As dairies get larger, Fry encourages them to switch to accrual-based accounting. It is more expensive than cash-based accounting, but it is better for showing profitability and the cost of doing business, he said.

The Dodd-Frank banking law has changed bankers’ perspective, making them more meticulous in enforcing, for instance, flood insurance rules and appraisal requirements. Those regulations make lending more costly, Fry said.

On the other hand, new Farm Bill programs like the Margin Protection Program offer ways for farmers to manage risk, he said.

Broadly speaking, dairy farmers are becoming more financially savvy. Many have always known about cows and corn, but the ones who are most prosperous focus as much on money issues as on breeding and nutrition, Fry said.

Alex Brubaker, an ag lender with Susquehanna Bank in Blue Ball, agreed with Fry that interest in lending has remained steady.

“Lines of credit are being paid to zero,” and many farmers are paying ahead, Brubaker said.

Farmers are also taking steps to increase profitability. They are looking to fill barns with cows, and managing somatic cell counts and butterfat contents to get premiums. They are also double-cropping a lot more to reduce feed costs, he said.

“Dairy farmers are looking at doing projects they might have put off for a while,” said Richard Stup, the sales manager for AgChoice Farm Credit’s northeastern Pennsylvania offices.

AgChoice is cautioning farmers not to spend all of the extra money so that they have a cushion if milk prices fall again, he said.

Many of the projects farmers are looking at are ways to increase efficiency that are not necessarily expansions, such as replacing old barns or milking equipment. “We can look at robotics that way,” Stup said.

Adding those efficiencies without adding cows can be a challenge, though, because the improvements are so expensive, Stup said. “Sometimes it’s hard to pay for them without expanding the herd at least some.”

Lending practices at AgChoice have not really changed in response to dairy’s crunch five years ago. Farmers asked that question a lot in 2009, but what really changed then was farmers’ financial situation, Stup said.

“A lot of farmers lost huge amounts of equity” because milk prices were low and feed costs were high, which made it harder for farmers to get credit, he said.

Asked if farmers are more financially savvy than they used to be, Stup said, “Oh, I think they are, and I think they have to be.”

There was a time when banks saw dairy as less risky than other types of farms.
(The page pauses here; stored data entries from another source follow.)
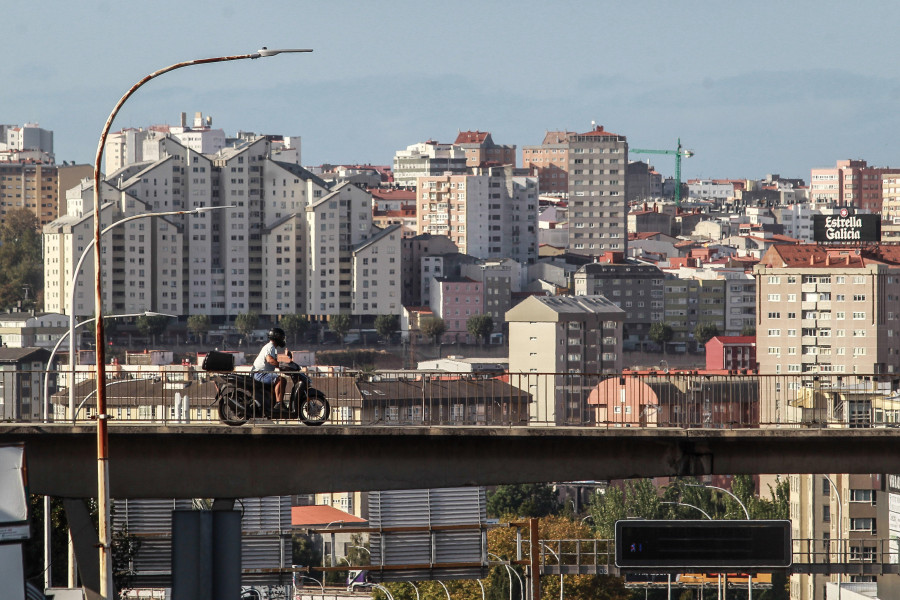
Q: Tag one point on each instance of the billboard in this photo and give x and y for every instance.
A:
(845, 227)
(703, 544)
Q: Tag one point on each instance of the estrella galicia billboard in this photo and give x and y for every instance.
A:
(845, 227)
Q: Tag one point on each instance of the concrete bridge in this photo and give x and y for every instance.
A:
(214, 461)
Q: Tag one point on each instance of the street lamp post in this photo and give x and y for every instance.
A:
(559, 562)
(840, 530)
(746, 514)
(104, 517)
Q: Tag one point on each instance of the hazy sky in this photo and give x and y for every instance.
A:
(753, 88)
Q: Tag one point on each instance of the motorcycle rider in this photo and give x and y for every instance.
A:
(267, 361)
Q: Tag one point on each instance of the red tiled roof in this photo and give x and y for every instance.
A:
(321, 515)
(471, 137)
(600, 132)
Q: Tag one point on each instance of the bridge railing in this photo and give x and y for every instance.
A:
(683, 399)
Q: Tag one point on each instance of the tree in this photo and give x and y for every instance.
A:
(152, 325)
(523, 500)
(704, 332)
(294, 325)
(479, 327)
(434, 328)
(387, 326)
(638, 499)
(245, 323)
(199, 325)
(340, 325)
(20, 259)
(661, 333)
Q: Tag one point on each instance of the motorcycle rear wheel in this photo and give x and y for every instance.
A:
(234, 405)
(315, 409)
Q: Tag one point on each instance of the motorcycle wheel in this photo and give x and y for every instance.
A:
(233, 406)
(315, 409)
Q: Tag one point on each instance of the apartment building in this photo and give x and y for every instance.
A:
(481, 150)
(493, 215)
(851, 183)
(550, 162)
(890, 206)
(427, 159)
(637, 288)
(597, 206)
(455, 300)
(415, 251)
(26, 142)
(580, 335)
(829, 311)
(283, 242)
(500, 279)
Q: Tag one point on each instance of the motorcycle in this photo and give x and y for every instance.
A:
(240, 397)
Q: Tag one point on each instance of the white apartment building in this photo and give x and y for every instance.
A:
(427, 159)
(598, 208)
(281, 244)
(563, 334)
(493, 215)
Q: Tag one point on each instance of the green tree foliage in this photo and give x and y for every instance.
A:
(661, 333)
(523, 500)
(245, 323)
(152, 325)
(434, 328)
(199, 325)
(387, 326)
(340, 325)
(294, 325)
(20, 259)
(480, 326)
(704, 332)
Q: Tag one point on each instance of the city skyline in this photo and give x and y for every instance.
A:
(752, 90)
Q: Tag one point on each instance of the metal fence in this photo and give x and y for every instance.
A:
(170, 395)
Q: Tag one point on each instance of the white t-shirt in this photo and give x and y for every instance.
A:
(261, 364)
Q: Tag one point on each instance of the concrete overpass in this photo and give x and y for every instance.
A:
(214, 461)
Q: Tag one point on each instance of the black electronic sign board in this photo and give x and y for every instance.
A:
(846, 227)
(704, 544)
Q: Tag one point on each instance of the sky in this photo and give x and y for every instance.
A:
(752, 88)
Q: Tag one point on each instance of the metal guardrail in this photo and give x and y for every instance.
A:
(683, 399)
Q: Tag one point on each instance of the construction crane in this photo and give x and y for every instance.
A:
(679, 153)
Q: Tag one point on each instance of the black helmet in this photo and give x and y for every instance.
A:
(276, 334)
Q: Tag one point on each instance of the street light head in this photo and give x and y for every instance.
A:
(264, 52)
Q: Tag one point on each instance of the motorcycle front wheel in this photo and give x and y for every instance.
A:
(234, 405)
(315, 409)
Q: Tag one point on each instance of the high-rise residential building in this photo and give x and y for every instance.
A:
(455, 300)
(415, 250)
(30, 185)
(550, 162)
(26, 142)
(427, 159)
(481, 150)
(597, 206)
(851, 183)
(575, 336)
(493, 215)
(825, 316)
(283, 243)
(635, 287)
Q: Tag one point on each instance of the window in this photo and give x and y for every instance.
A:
(867, 524)
(861, 495)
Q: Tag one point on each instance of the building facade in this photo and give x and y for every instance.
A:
(598, 209)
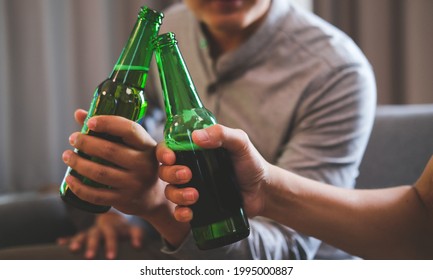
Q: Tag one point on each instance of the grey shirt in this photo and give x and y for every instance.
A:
(305, 95)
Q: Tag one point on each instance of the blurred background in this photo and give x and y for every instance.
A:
(53, 53)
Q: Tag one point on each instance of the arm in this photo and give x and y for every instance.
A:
(382, 223)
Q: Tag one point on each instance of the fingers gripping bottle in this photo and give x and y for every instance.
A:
(219, 218)
(122, 94)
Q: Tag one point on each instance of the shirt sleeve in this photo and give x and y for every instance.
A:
(331, 131)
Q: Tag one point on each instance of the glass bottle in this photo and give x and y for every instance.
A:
(122, 94)
(219, 218)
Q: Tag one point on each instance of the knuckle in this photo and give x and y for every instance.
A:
(99, 173)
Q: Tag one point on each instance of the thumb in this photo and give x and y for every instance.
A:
(136, 234)
(236, 141)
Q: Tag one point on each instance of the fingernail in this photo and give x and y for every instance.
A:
(201, 135)
(91, 123)
(188, 195)
(90, 254)
(110, 255)
(181, 174)
(73, 139)
(66, 157)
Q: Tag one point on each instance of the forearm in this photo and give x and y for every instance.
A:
(386, 223)
(267, 240)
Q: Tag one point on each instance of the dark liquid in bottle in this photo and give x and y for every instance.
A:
(218, 214)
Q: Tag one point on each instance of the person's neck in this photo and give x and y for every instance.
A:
(222, 41)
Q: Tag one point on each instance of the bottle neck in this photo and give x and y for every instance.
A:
(179, 91)
(132, 67)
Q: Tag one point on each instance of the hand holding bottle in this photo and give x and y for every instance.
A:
(135, 186)
(246, 159)
(133, 173)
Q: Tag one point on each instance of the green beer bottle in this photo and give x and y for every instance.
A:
(121, 94)
(219, 217)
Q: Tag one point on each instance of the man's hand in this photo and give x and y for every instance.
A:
(250, 167)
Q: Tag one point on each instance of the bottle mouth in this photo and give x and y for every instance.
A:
(165, 39)
(149, 14)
They brought in a monthly milk check, so they did not need as much liquid capital as other types of operations, he said.

That thinking has changed, though, as prices for milk and input costs have become more volatile, he said.

Reserves may be necessary for even short rough patches of a few months, he said.

Fewer farmers are settling for the price the market will give them, looking at tools to lock in prices for milk or inputs, or getting crop insurance, he said.

It is important for farmers to keep their lenders in the loop if their financial situation changes during the year, Stup said.

Lenders would rather know early on that an issue might hurt profitability rather than find out at the end of the year that a farm was not profitable when they expected it would be, Stup said.

“You build a much stronger relationship,” Stup said. “It’s so much better than having surprises.”